Irradiated cellular components indefinitely

Patients treated with purine analogues (fludarabine, cladribine and deoxycoformicin)b

Irradiated cellular components indefinitely

Patients treated with alemtuzumab
(anti-CD52) therapyc

Irradiated cellular components indefinitely

a Red cells, platelets and granulocytes

b Irradiated components are recommended for newer purine analogues and related compounds, such as bendamustine, until further data are available

c Irradiated components are also recommended for solid organ transplant patients receiving alemtuzumab

 

Patients at risk of TA-GvHD should be given clear written information. Patient information leaflets, cards and warning stickers for the hospital notes are available from the UK Blood Services. SHOT annual reports show that failure to prescribe or administer irradiated components is a common cause of incorrect blood component transfused incidents. Many of these are due to poor communication between clinical teams, transfusion laboratories and shared-care hospitals. SHOT (http://www.shotuk.org) has made a series of recommendations concerning better clinical communication and documentation, and improved laboratory and clinical information systems (including IT links with pharmacy and diagnostic services), which should be incorporated into local policies and regularly audited.

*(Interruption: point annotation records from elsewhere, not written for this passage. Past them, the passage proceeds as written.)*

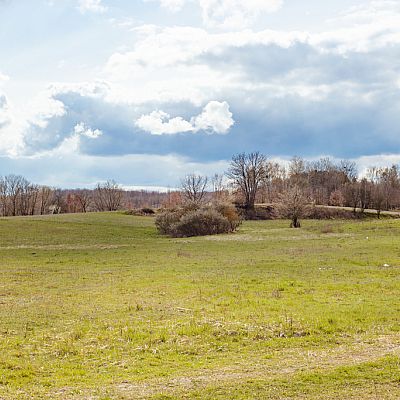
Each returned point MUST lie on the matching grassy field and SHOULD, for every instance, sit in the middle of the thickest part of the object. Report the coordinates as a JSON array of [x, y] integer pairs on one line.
[[100, 306]]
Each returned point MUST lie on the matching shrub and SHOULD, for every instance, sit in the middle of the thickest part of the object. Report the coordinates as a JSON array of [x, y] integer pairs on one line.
[[201, 223], [166, 221], [229, 211], [192, 221]]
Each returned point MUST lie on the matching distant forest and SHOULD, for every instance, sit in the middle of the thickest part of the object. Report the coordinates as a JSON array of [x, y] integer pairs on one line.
[[251, 179]]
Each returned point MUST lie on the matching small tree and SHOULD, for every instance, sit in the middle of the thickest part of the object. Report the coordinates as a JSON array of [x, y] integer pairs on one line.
[[193, 188], [108, 196], [247, 172], [293, 204]]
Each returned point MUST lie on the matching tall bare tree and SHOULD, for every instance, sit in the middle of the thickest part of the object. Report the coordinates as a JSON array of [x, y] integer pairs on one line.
[[193, 188], [108, 196], [247, 172], [84, 199], [293, 204]]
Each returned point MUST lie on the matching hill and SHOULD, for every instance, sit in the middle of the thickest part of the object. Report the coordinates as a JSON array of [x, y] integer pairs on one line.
[[100, 306]]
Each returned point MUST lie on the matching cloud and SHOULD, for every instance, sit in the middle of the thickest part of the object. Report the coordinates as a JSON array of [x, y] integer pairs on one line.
[[172, 5], [3, 78], [83, 130], [95, 6], [235, 13], [4, 115], [231, 14], [215, 118]]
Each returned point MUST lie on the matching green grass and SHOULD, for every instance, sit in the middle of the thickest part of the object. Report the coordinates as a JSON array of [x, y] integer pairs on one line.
[[100, 306]]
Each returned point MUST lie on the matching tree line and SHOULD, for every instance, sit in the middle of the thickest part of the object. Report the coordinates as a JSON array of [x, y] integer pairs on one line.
[[251, 178]]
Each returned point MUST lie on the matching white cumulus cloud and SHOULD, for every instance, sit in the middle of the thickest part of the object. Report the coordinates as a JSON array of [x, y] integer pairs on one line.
[[83, 130], [95, 6], [235, 13], [215, 118]]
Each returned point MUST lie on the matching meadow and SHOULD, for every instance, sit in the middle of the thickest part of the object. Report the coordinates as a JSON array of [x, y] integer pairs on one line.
[[100, 306]]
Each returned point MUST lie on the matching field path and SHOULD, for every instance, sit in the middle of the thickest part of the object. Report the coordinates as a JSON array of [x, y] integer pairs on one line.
[[289, 361]]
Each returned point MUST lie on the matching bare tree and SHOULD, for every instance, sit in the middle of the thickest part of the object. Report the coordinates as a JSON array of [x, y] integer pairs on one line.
[[193, 188], [219, 188], [3, 196], [293, 204], [14, 187], [84, 199], [108, 196], [247, 172], [45, 198]]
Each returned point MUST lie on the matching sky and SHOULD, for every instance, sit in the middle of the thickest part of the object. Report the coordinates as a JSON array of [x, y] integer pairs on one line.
[[147, 91]]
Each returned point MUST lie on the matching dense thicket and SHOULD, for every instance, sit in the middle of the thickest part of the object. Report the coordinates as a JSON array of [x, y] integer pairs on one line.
[[250, 179]]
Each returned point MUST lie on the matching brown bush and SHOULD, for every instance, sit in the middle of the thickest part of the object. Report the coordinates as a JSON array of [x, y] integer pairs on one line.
[[230, 212], [186, 222]]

8.7.7: Prevention of cytomegalovirus transmission by transfusion

Cytomegalovirus (CMV) can be transmitted by cellular blood components and may produce fatal infection in immunocompromised patients, especially allogeneic HSC transplant recipients. The risk can be reduced by blood donor CMV antibody screening (CMV negative components) or pre-storage leucocyte-depleted blood. Current evidence-based recommendations for different patient groups are discussed in detail in Chapter 5. In summary, standard pre-storage leucodepleted components are suitable for adult and paediatric HSC transplant patients.

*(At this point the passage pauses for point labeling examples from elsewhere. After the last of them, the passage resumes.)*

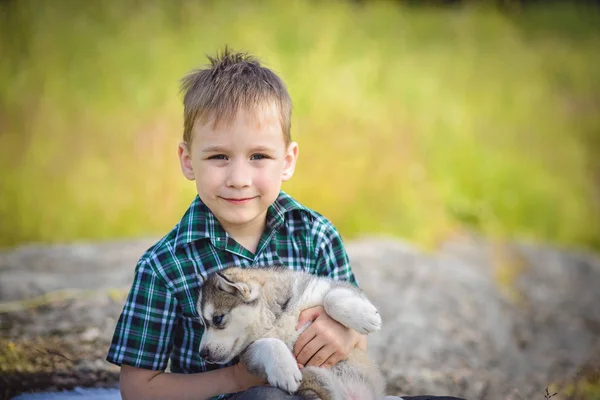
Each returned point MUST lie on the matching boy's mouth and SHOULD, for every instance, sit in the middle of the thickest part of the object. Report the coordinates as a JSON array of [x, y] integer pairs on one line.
[[240, 200]]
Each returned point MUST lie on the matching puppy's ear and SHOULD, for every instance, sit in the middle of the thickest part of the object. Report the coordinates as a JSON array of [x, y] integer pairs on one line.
[[247, 291]]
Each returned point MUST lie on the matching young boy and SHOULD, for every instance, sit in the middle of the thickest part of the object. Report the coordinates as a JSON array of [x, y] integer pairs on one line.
[[238, 149]]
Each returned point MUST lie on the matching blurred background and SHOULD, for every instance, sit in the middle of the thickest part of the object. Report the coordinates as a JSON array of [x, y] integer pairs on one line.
[[415, 119]]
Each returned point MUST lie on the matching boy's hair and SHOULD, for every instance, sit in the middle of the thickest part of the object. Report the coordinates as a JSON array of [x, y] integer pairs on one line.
[[231, 82]]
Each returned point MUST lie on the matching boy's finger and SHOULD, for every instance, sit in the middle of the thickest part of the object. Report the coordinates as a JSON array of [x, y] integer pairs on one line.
[[303, 340], [321, 356], [332, 360], [309, 315], [309, 351]]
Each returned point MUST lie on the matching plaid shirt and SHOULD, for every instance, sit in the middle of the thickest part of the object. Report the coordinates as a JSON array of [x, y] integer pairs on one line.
[[160, 321]]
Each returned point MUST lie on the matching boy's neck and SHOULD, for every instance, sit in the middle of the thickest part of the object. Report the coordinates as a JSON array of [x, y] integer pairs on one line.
[[248, 235]]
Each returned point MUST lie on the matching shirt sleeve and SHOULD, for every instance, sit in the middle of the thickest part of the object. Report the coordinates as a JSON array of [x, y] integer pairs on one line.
[[142, 336], [331, 257]]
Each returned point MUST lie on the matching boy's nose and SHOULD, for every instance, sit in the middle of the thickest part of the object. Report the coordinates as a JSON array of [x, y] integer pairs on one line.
[[239, 176]]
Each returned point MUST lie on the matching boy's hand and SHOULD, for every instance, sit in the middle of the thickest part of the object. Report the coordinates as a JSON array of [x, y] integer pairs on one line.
[[244, 378], [325, 342]]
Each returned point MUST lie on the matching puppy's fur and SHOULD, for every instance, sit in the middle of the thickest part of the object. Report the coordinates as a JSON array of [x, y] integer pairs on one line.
[[253, 313]]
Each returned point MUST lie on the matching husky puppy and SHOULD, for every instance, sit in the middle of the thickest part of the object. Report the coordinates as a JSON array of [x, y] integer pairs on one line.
[[253, 313]]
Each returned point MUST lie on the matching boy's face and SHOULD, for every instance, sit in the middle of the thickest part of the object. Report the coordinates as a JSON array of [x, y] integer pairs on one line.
[[239, 167]]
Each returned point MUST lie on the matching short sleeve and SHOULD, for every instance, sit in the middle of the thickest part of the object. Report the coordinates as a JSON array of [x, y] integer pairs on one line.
[[142, 336], [331, 257]]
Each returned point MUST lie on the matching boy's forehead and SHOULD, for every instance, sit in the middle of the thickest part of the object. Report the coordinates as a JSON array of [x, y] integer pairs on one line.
[[253, 118]]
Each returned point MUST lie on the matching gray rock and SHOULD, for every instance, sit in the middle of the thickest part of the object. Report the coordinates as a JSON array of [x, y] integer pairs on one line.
[[474, 319]]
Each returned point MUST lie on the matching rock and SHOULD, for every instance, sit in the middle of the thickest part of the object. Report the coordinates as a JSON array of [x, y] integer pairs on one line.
[[475, 319]]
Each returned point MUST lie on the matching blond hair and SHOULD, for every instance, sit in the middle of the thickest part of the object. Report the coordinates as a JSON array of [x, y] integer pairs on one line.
[[232, 81]]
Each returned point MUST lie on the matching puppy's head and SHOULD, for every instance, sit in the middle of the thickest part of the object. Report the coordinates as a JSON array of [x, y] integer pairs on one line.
[[228, 305]]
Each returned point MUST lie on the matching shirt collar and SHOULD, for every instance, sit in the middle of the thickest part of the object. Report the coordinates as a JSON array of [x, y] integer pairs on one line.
[[199, 222]]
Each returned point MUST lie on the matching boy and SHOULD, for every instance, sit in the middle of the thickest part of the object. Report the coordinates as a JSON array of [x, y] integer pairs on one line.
[[237, 148]]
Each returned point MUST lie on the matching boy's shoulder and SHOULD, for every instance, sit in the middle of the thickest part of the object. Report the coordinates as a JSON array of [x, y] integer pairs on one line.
[[192, 226], [290, 211], [198, 223]]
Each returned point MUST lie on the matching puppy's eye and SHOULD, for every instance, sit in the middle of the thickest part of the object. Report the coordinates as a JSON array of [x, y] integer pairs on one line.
[[217, 319]]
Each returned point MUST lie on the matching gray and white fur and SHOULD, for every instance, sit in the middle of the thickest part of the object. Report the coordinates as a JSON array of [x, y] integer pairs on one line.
[[253, 313]]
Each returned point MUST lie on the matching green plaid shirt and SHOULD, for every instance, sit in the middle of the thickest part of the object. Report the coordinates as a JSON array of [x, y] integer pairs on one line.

8.7.8: Long-term transfusion support for patients with myelodysplasia

There are increasing numbers of elderly patients with ‘low-risk’ myelodysplasia who are transfusion dependent for months or years. Tolerance of anaemia varies widely between patients and severe fatigue is a commonly reported symptom. Transfusion plans in individual patients should be designed to minimise symptoms of anaemia and improve health-related quality of life rather than achieve an arbitrary Hb concentration. For example, some patients may benefit from higher mean Hb levels and others from smaller, more frequent transfusions to prevent wide fluctuations in Hb concentration. Transfusion triggers designed for perioperative or critical care patients are unlikely to be appropriate.

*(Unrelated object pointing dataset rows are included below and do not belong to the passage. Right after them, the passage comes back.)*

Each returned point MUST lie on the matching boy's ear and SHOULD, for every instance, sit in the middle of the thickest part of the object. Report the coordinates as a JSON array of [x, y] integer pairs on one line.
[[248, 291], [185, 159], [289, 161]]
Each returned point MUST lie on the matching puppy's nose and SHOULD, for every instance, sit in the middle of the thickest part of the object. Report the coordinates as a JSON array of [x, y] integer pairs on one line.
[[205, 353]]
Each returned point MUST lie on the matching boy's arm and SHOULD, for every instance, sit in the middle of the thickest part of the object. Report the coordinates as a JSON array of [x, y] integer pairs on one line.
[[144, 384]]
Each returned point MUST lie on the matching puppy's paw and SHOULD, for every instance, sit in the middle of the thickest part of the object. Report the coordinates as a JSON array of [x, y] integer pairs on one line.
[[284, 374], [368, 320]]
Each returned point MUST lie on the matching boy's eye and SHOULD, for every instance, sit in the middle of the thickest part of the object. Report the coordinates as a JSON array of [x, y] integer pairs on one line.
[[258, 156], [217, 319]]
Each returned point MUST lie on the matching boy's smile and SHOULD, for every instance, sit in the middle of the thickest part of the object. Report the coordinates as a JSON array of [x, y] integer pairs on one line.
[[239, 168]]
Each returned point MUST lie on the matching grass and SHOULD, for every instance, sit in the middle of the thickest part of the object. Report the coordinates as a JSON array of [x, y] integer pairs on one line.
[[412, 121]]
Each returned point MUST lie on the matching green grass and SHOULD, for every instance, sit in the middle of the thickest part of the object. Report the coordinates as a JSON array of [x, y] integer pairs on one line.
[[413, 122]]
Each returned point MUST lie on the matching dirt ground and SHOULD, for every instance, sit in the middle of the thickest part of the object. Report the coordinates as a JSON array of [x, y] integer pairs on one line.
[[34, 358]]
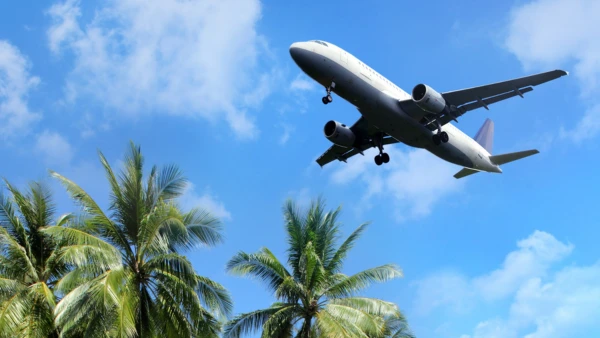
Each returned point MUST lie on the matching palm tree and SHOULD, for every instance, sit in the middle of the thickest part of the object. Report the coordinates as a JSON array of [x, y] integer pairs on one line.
[[315, 289], [132, 279], [30, 263], [396, 327]]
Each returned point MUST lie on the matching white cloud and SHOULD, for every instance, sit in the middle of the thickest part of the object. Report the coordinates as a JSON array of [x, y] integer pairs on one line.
[[415, 179], [191, 199], [444, 289], [302, 83], [55, 149], [287, 131], [196, 59], [533, 258], [15, 84], [541, 303], [65, 27], [548, 34]]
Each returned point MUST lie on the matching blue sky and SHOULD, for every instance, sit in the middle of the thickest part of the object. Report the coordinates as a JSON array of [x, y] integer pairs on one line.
[[209, 85]]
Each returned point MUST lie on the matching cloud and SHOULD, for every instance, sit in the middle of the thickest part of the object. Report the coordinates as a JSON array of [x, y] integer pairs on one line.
[[531, 299], [208, 201], [415, 179], [533, 258], [55, 149], [548, 34], [15, 85], [445, 288], [64, 24], [197, 59]]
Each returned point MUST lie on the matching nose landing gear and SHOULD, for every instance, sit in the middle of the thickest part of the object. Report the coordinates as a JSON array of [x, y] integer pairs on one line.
[[328, 99], [382, 157], [441, 136]]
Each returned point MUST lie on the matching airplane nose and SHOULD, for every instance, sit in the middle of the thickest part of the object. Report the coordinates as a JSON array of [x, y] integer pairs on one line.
[[295, 50]]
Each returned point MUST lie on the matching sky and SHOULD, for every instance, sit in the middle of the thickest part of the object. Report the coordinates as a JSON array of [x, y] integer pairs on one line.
[[211, 87]]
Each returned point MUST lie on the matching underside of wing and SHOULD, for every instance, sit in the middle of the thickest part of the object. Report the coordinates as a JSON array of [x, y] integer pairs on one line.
[[365, 133], [451, 105]]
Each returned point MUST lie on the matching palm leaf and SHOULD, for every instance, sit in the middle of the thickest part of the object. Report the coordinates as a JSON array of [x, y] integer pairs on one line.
[[363, 279]]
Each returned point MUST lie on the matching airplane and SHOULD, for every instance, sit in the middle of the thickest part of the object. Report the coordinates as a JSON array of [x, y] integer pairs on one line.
[[421, 119]]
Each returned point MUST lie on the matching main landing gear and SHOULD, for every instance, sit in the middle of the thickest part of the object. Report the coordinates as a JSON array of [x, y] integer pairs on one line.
[[327, 99], [441, 136], [382, 157]]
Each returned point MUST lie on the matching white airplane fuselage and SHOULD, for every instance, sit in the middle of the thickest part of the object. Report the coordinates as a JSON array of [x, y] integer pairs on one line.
[[377, 100]]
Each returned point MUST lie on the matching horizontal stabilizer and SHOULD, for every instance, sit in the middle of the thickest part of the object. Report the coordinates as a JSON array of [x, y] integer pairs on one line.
[[465, 172], [510, 157]]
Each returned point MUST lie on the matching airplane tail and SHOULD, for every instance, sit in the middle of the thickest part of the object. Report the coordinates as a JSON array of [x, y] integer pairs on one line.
[[485, 137]]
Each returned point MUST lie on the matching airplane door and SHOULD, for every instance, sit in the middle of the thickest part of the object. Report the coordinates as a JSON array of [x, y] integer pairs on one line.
[[344, 57]]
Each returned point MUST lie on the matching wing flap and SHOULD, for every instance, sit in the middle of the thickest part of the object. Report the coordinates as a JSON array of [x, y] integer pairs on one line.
[[465, 172], [511, 157], [476, 105]]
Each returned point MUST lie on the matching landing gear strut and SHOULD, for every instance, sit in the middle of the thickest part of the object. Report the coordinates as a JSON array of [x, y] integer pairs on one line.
[[441, 136], [327, 99], [382, 157]]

Up to 16% of patients eventually become alloimmunised to red cell antigens and this may be delayed by selecting Rh and K-compatible donations. Long-term transfusion is also associated with transfusional haemosiderosis and organ damage due to iron overload. Chelation therapy with agents such as desferrioxamine may be indicated in selected patients, carefully balancing the benefits against impairment of quality of life from frequent overnight subcutaneous infusions.